Lake Mugesera is a lake in the Eastern Province, Rwanda.

The lake is in the Central Plateau, southeast of Kigali.
The lake is part of a complex of lakes and wetlands in a flat valley running in a SSE direction, 35 km wide. The Nyawarungu River meanders southward through the valley, flooding it to create a zone of permanent swamps and lakes.
Lake Mugesera lies on the east bank of the river, and is the largest lake in the complex.

Although close to the equator, the climate is comparatively temperate due to the elevation.
The rainy seasons are from March to May and again from September to December.
The lake is fed by a number of rivers and minor streams originating on ridges to the north, east and south, which deliver most water during the rainy seasons.
The water is generally around 25 °C.
Fish are abundant, and there are many species of waterbirds.
Other animals include water turtles, crocodiles, monitors, snakes and otters.
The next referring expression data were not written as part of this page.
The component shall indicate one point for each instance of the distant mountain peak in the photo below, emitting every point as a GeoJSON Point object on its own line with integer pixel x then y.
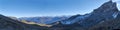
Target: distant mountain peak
{"type": "Point", "coordinates": [107, 7]}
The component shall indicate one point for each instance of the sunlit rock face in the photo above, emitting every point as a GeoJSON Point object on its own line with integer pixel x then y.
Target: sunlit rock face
{"type": "Point", "coordinates": [107, 11]}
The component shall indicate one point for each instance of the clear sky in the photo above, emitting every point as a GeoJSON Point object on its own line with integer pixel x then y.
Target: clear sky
{"type": "Point", "coordinates": [29, 8]}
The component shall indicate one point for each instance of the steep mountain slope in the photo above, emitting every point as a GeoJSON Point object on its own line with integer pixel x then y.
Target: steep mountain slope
{"type": "Point", "coordinates": [102, 16]}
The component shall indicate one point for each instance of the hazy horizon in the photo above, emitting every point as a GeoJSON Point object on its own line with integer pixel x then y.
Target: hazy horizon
{"type": "Point", "coordinates": [31, 8]}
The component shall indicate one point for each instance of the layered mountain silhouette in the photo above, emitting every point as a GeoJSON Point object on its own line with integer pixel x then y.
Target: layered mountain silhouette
{"type": "Point", "coordinates": [105, 17]}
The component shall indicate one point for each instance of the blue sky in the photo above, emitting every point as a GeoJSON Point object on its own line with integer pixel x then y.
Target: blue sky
{"type": "Point", "coordinates": [30, 8]}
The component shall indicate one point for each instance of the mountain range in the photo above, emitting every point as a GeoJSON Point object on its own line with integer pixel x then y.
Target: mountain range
{"type": "Point", "coordinates": [105, 17]}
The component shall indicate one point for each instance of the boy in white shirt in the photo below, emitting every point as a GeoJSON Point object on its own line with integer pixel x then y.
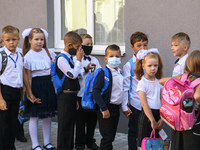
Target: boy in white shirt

In the 15th century the region around the lake was settled by the Hondogo lineage of Tutsi people, pastoralists who had formed an independent state.
The Tutsi migrated to the Virunga region of Rwanda during the 15th and 16th centuries, settling between Lake Mugesera and Lake Muhazi. They gradually acquired power in most of the region of modern Rwanda, while intermarrying with the Hutu and becoming culturally assimilated by them.